Hamline Michelle Y, Xing Guibo, Kravitz Richard L, Miller Marykate, Melnikow Joy
Department of Pediatrics, University of California Davis, Sacramento, CA, United States.
Center for Healthcare Policy and Research, University of California Davis, Sacramento, CA, United States.
JMIR Form Res. 2024 Jul 17;8:e50751. doi: 10.2196/50751.
Telemedicine expanded rapidly during the COVID-19 pandemic, as key policy changes, financial support, and pandemic fears tipped the balance toward internet-based care. Despite this increased support and benefits to patients and clinicians, telemedicine uptake was variable across clinicians and practices. Little is known regarding physician and institutional characteristics underlying this variability.
This study aimed to evaluate factors influencing telemedicine uptake among frontline physicians in the early pandemic response.
We surveyed a national stratified sample of frontline clinicians drawn from the American Medical Association Physician Professional Data in June or July 2020. The survey inquired about the first month and most recent month (June 2020) of pandemic telemedicine use; sample data included clinician gender, specialty, census region, and years in practice. Local pandemic conditions were estimated from county-level data on COVID-19 rates at the time of survey response. Data were analyzed in a weighted logistic regression, controlling for county-specific pandemic data, and weighted to account for survey data stratification and nonresponse.

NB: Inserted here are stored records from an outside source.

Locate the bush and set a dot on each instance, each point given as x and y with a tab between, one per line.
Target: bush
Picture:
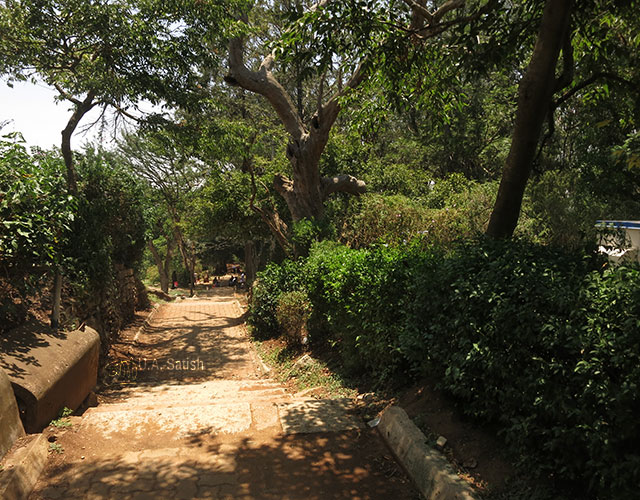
265	293
292	313
543	343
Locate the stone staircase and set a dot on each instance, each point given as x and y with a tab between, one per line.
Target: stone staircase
191	441
172	413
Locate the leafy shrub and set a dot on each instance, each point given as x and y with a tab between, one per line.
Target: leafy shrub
265	293
543	343
292	314
355	295
36	212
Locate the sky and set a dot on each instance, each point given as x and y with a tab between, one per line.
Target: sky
34	113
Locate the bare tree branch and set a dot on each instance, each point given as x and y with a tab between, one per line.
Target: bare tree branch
263	82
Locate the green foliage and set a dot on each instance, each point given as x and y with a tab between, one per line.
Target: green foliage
63	418
292	313
55	447
109	227
265	293
36	212
541	342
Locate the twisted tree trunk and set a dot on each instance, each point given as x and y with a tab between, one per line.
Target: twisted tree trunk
534	97
307	190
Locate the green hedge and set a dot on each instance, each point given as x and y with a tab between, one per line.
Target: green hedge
542	343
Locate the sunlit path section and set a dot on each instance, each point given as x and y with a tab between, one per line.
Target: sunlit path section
195	419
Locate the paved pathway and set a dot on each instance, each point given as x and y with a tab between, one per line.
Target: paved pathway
197	421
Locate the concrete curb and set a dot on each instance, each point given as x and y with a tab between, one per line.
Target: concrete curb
430	471
22	469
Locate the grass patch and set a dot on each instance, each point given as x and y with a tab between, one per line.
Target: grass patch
63	418
55	447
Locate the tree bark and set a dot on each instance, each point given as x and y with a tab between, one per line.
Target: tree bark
57	299
306	192
162	265
534	97
250	261
81	109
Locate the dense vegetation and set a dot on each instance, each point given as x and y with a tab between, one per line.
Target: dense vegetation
541	342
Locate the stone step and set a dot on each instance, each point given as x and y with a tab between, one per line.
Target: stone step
177	424
210	392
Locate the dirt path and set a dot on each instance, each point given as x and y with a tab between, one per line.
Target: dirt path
196	420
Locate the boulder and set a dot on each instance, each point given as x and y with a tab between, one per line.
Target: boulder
49	371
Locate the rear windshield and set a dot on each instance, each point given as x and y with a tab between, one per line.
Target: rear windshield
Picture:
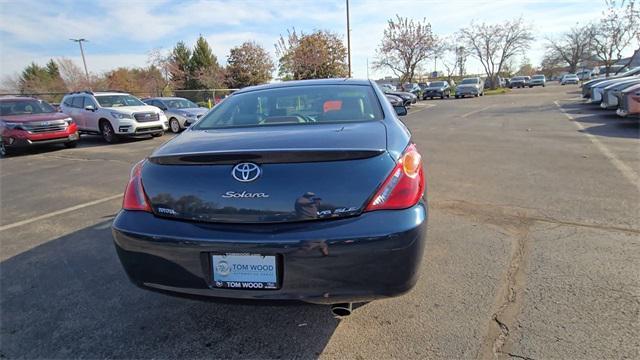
118	100
25	107
295	105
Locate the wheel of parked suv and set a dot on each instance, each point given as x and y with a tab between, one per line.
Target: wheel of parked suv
71	144
174	125
107	132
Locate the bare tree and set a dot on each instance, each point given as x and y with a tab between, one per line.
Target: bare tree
318	55
617	31
461	60
74	77
572	47
248	64
494	45
405	44
162	62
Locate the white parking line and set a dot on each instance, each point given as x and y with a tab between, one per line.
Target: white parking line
59	212
626	171
476	111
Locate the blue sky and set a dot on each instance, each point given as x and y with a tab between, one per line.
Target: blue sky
121	33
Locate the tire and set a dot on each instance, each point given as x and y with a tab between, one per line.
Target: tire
71	144
174	125
106	130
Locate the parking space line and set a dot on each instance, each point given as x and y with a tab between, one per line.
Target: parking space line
59	212
626	171
476	111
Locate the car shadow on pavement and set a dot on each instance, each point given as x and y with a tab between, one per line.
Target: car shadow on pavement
629	129
70	298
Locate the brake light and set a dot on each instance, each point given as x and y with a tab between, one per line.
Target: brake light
134	197
405	185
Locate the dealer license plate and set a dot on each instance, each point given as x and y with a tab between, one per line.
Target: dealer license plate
244	271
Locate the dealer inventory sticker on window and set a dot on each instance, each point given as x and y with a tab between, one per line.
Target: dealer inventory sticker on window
244	271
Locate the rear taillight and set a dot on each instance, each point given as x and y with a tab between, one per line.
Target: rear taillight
405	185
134	197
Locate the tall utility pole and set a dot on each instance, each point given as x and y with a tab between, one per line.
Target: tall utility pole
348	40
79	41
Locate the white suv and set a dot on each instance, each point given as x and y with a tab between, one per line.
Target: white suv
113	114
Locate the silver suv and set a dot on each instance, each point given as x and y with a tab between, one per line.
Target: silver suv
113	115
180	112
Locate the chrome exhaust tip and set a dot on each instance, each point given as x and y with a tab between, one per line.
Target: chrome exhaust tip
341	310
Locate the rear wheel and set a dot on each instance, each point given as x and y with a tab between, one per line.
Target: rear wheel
107	132
71	144
174	125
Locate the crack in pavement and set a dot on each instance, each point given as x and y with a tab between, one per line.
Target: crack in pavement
462	207
516	223
60	157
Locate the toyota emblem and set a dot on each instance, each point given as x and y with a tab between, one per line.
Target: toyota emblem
246	172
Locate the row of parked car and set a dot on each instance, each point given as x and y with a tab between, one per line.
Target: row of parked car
27	121
619	92
411	93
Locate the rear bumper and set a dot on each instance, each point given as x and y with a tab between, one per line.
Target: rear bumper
375	255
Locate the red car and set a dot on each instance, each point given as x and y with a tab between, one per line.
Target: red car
25	121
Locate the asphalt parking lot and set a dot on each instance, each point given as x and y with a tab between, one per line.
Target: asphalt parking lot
533	250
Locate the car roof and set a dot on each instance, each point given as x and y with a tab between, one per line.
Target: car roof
284	84
14	98
166	98
97	93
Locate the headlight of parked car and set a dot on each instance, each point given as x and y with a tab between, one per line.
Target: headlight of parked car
119	115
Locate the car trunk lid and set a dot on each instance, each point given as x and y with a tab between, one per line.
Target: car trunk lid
303	173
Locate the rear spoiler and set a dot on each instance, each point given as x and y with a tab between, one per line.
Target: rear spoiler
265	156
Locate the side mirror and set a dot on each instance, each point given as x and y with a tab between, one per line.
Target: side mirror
400	110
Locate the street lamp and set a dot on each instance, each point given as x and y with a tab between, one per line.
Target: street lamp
79	41
348	40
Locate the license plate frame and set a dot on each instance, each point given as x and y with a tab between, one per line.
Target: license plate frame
245	271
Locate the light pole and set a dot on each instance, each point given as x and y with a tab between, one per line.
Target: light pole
348	40
79	41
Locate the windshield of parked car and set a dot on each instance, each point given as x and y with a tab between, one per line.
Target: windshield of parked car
295	105
25	107
180	104
118	100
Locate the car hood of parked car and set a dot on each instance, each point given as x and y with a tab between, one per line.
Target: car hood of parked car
133	109
34	117
190	111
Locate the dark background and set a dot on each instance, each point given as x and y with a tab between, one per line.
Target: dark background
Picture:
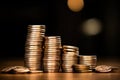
59	20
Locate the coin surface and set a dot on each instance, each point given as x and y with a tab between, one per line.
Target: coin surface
34	47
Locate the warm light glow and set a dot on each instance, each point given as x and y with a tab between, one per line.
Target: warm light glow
75	5
91	27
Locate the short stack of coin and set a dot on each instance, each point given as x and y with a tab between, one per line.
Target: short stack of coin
81	68
52	52
89	60
34	47
69	58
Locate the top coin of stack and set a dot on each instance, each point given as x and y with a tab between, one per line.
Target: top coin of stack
51	60
69	57
33	47
89	60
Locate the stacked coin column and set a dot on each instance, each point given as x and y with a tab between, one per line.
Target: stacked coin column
51	60
69	58
89	60
33	47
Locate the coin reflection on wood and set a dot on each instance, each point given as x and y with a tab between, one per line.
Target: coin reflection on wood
69	57
52	52
34	48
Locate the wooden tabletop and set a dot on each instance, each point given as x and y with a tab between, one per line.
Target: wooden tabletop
61	76
58	76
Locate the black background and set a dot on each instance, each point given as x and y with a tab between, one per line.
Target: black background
59	20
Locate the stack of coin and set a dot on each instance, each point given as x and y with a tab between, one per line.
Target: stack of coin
69	58
89	60
81	68
33	47
52	52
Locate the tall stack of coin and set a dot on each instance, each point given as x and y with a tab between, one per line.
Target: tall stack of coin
52	52
69	57
33	47
89	60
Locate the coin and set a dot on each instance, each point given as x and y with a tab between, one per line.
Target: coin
51	59
34	47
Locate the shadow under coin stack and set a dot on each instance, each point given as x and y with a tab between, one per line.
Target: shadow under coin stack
89	60
52	52
33	48
69	57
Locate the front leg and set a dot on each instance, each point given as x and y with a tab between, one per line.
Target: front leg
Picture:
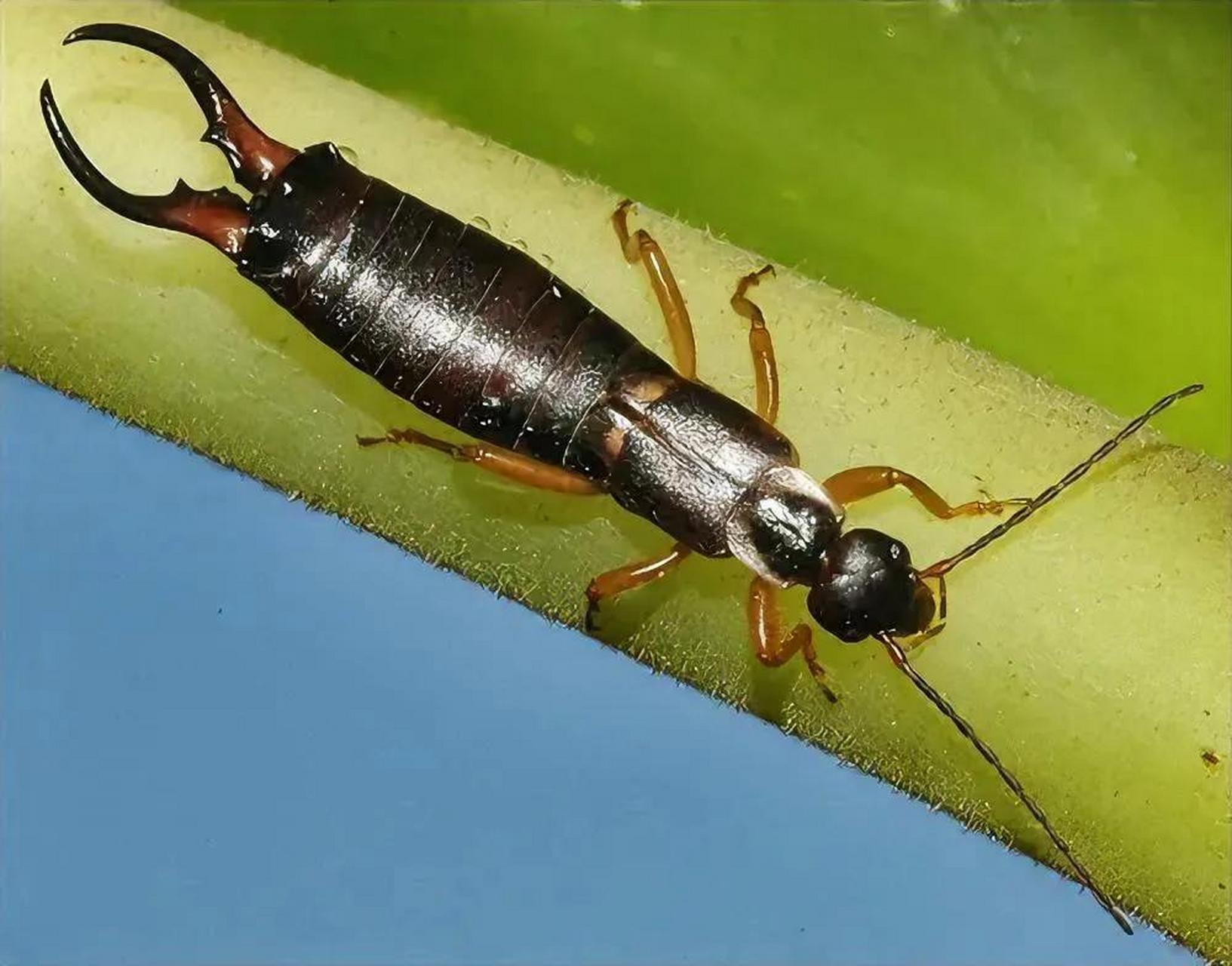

Over the first 3-4 months of the pandemic, the proportion of physicians reporting use of telemedicine in >30% of visits increased from 29.2% (70/239) to 35.7% (85/238). Relative to primary care, odds of substantial telemedicine use (>30%) both during the first month of the pandemic and in June 2020 were increased among infectious disease and critical care physicians and decreased among hospitalists and emergency medicine physicians. At least minimal prepandemic telemedicine use (odds ratio [OR] 11.41, 95% CI 1.34-97.04) and a high 2-week moving average of local COVID-19 cases (OR 10.16, 95% CI 2.07-49.97) were also associated with substantial telemedicine use in June 2020. There were no significant differences according to clinician gender, census region, or years in practice.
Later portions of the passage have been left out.